Debemos recurrir al poder de la gente para presionar a nuestros líderes políticos. Por eso, Amnistía Internacional, junto con numerosos socios locales, nacionales e internacionales, lanza en 2009 una nueva campaña. Con el lema «Exige Dignidad» movilizaremos a las personas para que pidan a los actores nacionales e internacionales que rindan cuentas por los abusos contra los derechos humanos que generan o agudizan la pobreza. Cuestionaremos leyes, políticas y prácticas discriminatorias y pediremos la adopción de medidas concretas para superar los factores que empobrecen y mantienen a las personas en la indigencia. Con el fin de erradicar la pobreza, llevaremos al centro del debate las voces de los más desfavorecidos e insistiremos en que se les permita participar activamente en las decisiones que les afectan.

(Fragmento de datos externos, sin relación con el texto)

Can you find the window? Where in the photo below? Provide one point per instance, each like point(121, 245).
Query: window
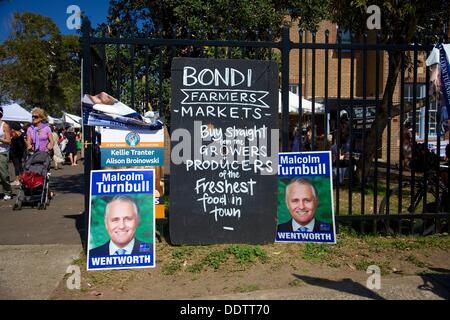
point(420, 113)
point(346, 37)
point(293, 88)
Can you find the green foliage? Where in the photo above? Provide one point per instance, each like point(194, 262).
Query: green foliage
point(248, 254)
point(324, 209)
point(39, 66)
point(248, 288)
point(99, 234)
point(316, 252)
point(171, 268)
point(215, 258)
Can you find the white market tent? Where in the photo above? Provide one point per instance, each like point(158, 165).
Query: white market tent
point(55, 121)
point(294, 103)
point(14, 112)
point(72, 119)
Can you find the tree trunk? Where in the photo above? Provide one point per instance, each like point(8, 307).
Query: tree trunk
point(381, 120)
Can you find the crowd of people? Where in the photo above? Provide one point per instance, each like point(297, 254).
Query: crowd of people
point(17, 141)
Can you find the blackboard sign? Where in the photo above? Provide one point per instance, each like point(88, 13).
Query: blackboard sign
point(223, 174)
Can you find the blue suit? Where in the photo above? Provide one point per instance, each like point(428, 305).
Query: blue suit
point(319, 226)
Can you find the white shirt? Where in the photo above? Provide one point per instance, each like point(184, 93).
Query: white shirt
point(309, 226)
point(113, 248)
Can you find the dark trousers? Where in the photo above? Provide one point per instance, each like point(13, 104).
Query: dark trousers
point(4, 173)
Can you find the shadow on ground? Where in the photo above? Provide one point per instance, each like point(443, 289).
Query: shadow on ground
point(80, 224)
point(68, 184)
point(344, 285)
point(437, 281)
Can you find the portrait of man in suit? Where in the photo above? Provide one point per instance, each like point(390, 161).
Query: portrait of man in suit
point(122, 217)
point(302, 202)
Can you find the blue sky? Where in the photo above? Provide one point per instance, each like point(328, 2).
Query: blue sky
point(96, 10)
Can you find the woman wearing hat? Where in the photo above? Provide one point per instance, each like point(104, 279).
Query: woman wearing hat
point(5, 142)
point(39, 135)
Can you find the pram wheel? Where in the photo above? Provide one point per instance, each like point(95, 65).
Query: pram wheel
point(17, 205)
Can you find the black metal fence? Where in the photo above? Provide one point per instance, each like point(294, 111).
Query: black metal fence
point(345, 77)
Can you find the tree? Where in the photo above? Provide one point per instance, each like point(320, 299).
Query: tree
point(39, 65)
point(196, 19)
point(403, 22)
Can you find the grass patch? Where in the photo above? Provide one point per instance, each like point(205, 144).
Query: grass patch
point(248, 288)
point(215, 259)
point(413, 259)
point(182, 253)
point(316, 252)
point(171, 268)
point(248, 254)
point(362, 265)
point(295, 283)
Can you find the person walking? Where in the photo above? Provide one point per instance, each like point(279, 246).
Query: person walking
point(71, 147)
point(17, 150)
point(39, 134)
point(5, 142)
point(58, 158)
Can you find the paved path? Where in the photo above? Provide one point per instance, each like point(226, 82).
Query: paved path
point(430, 287)
point(36, 246)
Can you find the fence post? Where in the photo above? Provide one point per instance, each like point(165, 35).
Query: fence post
point(87, 131)
point(286, 47)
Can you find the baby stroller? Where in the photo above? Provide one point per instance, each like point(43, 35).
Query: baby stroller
point(34, 182)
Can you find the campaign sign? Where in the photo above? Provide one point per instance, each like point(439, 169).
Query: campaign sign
point(305, 198)
point(125, 148)
point(121, 219)
point(223, 171)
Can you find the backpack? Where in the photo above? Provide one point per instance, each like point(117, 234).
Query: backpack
point(32, 180)
point(423, 159)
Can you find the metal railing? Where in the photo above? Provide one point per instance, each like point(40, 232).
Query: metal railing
point(344, 77)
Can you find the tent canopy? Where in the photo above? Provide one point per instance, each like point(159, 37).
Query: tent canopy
point(294, 103)
point(55, 121)
point(14, 112)
point(72, 119)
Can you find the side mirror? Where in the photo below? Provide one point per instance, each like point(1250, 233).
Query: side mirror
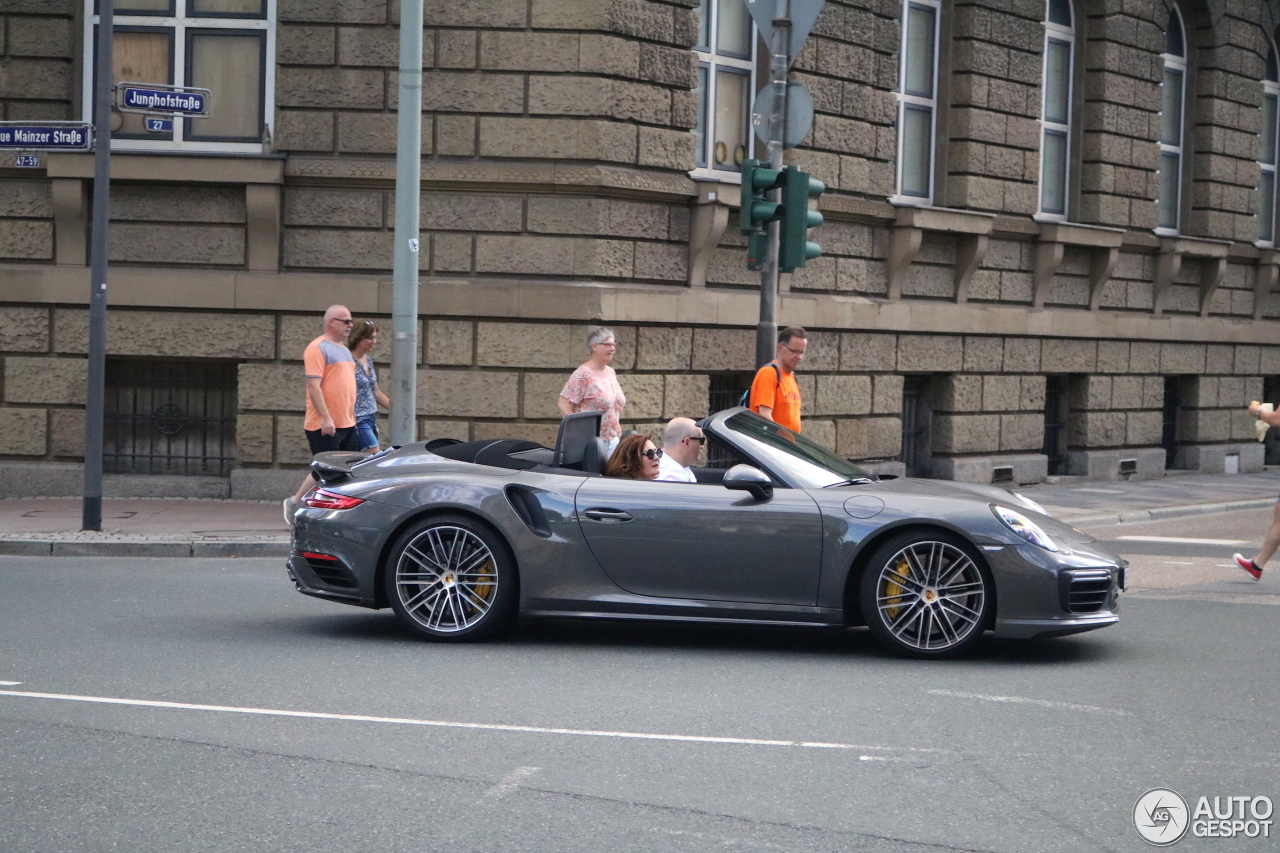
point(746, 478)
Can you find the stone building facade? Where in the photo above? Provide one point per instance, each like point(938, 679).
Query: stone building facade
point(1048, 241)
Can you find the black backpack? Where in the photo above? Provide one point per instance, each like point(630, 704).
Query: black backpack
point(746, 395)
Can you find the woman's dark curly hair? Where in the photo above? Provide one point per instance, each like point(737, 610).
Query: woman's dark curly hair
point(627, 460)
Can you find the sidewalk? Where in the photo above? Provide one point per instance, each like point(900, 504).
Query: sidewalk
point(145, 528)
point(213, 528)
point(1095, 502)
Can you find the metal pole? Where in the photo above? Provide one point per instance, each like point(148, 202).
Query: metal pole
point(408, 176)
point(767, 329)
point(91, 514)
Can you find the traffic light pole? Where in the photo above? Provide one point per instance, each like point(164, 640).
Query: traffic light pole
point(95, 389)
point(767, 329)
point(408, 178)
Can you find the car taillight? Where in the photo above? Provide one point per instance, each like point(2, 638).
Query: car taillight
point(327, 500)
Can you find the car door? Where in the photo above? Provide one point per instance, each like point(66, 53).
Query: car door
point(703, 541)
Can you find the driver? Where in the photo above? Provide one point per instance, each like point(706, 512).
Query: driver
point(681, 445)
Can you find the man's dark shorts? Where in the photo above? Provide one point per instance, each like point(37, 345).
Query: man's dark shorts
point(344, 438)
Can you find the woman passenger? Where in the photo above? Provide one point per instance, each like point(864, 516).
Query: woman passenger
point(635, 459)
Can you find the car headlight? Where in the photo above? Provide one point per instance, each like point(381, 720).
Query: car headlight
point(1031, 503)
point(1024, 527)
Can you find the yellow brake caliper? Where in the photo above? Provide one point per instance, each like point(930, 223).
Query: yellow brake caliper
point(894, 591)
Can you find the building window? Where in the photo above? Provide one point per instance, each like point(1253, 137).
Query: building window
point(918, 101)
point(1056, 108)
point(1174, 100)
point(227, 46)
point(726, 77)
point(1267, 158)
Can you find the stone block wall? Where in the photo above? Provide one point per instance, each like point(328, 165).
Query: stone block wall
point(528, 80)
point(488, 233)
point(37, 59)
point(849, 64)
point(1106, 411)
point(483, 378)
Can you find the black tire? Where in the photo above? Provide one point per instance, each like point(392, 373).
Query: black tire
point(451, 578)
point(927, 594)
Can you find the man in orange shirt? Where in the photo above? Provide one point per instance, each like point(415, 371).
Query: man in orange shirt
point(330, 382)
point(775, 393)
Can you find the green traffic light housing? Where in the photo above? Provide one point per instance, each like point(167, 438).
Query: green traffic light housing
point(755, 210)
point(795, 247)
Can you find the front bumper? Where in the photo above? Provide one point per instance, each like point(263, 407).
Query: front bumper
point(1046, 628)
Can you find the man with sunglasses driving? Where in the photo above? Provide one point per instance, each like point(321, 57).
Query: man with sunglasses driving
point(681, 445)
point(775, 393)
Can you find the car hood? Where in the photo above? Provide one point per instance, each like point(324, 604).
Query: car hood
point(983, 493)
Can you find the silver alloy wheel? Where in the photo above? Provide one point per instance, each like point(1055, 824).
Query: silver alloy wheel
point(929, 596)
point(447, 579)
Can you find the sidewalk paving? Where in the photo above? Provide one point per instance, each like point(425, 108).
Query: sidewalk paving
point(214, 528)
point(145, 528)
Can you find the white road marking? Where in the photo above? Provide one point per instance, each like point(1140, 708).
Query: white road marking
point(510, 783)
point(1182, 541)
point(1022, 699)
point(443, 724)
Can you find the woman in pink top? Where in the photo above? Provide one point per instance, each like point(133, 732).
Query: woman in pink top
point(594, 386)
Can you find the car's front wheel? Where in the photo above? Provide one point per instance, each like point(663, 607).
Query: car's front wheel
point(926, 594)
point(451, 578)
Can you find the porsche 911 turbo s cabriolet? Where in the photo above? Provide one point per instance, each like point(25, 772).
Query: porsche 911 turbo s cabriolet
point(461, 538)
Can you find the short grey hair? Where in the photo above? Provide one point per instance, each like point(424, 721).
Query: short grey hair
point(679, 429)
point(598, 334)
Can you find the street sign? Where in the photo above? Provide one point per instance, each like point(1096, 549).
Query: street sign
point(804, 13)
point(46, 136)
point(799, 113)
point(156, 99)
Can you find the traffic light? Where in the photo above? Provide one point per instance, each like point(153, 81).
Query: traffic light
point(795, 247)
point(755, 209)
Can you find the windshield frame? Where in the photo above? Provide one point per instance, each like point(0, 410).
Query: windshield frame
point(814, 469)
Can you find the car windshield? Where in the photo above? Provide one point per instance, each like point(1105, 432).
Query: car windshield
point(786, 452)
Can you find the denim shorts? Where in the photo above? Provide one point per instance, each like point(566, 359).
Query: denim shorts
point(366, 429)
point(342, 439)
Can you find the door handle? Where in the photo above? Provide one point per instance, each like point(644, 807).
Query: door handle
point(613, 516)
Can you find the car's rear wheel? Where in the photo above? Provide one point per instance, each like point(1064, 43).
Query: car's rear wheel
point(451, 578)
point(926, 594)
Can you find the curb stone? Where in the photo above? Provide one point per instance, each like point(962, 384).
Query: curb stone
point(1160, 514)
point(82, 548)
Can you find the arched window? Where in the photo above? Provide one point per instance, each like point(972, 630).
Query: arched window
point(1269, 155)
point(918, 104)
point(1056, 108)
point(726, 62)
point(1171, 124)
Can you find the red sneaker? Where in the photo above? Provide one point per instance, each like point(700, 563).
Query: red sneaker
point(1248, 565)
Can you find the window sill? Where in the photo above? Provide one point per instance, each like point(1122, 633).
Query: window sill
point(174, 168)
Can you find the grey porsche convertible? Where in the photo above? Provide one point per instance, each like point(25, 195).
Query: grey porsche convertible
point(462, 538)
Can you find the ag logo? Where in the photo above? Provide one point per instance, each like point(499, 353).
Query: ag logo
point(1161, 816)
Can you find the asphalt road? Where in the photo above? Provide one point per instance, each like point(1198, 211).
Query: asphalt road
point(1023, 747)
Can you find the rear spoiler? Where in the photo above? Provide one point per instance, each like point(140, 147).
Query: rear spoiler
point(329, 473)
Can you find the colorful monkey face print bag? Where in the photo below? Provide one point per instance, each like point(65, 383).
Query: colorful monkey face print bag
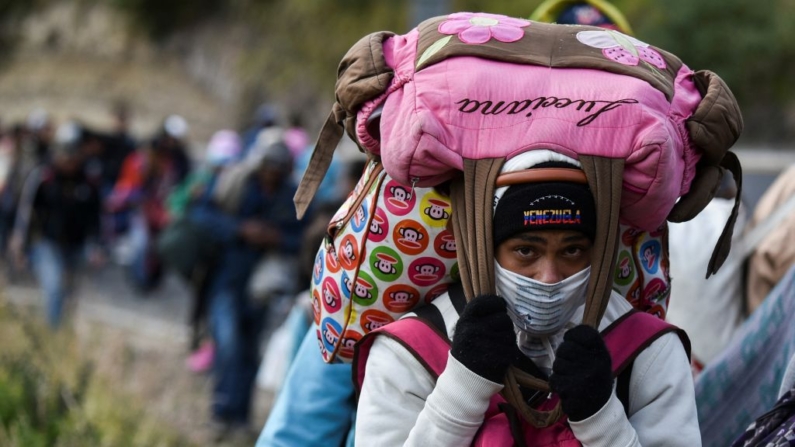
point(387, 251)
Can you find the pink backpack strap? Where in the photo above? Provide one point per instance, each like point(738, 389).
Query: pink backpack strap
point(426, 344)
point(633, 332)
point(625, 338)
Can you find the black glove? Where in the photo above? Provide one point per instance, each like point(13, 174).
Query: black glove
point(582, 374)
point(484, 339)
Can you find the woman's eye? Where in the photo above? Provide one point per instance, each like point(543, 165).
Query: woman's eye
point(524, 251)
point(573, 251)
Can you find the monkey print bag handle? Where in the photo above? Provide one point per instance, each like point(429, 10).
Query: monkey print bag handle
point(387, 251)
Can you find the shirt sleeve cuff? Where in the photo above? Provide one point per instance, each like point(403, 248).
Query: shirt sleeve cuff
point(607, 427)
point(461, 395)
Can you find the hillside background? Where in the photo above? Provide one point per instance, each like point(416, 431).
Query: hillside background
point(214, 61)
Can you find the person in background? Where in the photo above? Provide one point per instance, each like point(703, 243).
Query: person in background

Hace casi 50 años, Amnistía Internacional nació para pedir la liberación de los presos de conciencia. Hoy «exigimos dignidad» también para los presos de la pobreza, para que puedan cambiar sus vidas. Tengo la certeza de que, con la ayuda y el apoyo de nuestros millones de miembros, simpatizantes y entidades asociadas de todo el mundo, lo conseguiremos


Fuente: El estado de los Derechos Humanos en el Mundo / Reporte 2009 Amnistía Internacional
Autor: Irene Zubaida Khan (Bangladesh, 1956-). Es la séptima y actual secretaria general de la organización para la defensa de los derechos humanos Amnistía Internacional desde el 2001 (siendo la primera mujer, musulmana y asiática). Estudió derecho en la Universidad de Manchester y en la Facultad de Derecho de Harvard, se especializó en derecho internacional público y en derechos humanos. Ha recibido varios premios académicos, un título de la Fundación Ford, el Premio Pilkington 2002 a la Mujer del Año y el premio por la paz Sydney 2006 (Sydney Peace Prize). En 1977 ayudó a fundar la organización para el desarrollo Concern Universal, y en 1979 comenzó su labor como activista de derechos humanos en la Comisión Internacional de Juristas. Se incorporó al Alto Comisionado de las Naciones Unidas para los Refugiados (ACNUR) en 1980 donde ocupó diversos puestos en la oficina central y en operaciones sobre el terreno para promover la protección internacional de los refugiados. Entre 1991 y 1995, fue primera responsable ejecutiva de Sadako Ogata, alta comisionada de la ONU para los Refugiados. Fue nombrada jefa de misión del ACNUR en la India en 1995, siendo la representante de país del ACNUR más joven en aquel momento, y en 1998 dirigió el Centro de Investigación y Documentación del ACNUR. Encabezó el equipo del ACNUR en la ex República Yugoslava de Macedonia durante la crisis de Kosovo en 1999, y ese mismo año fue nombrada directora adjunta de Protección Internacional.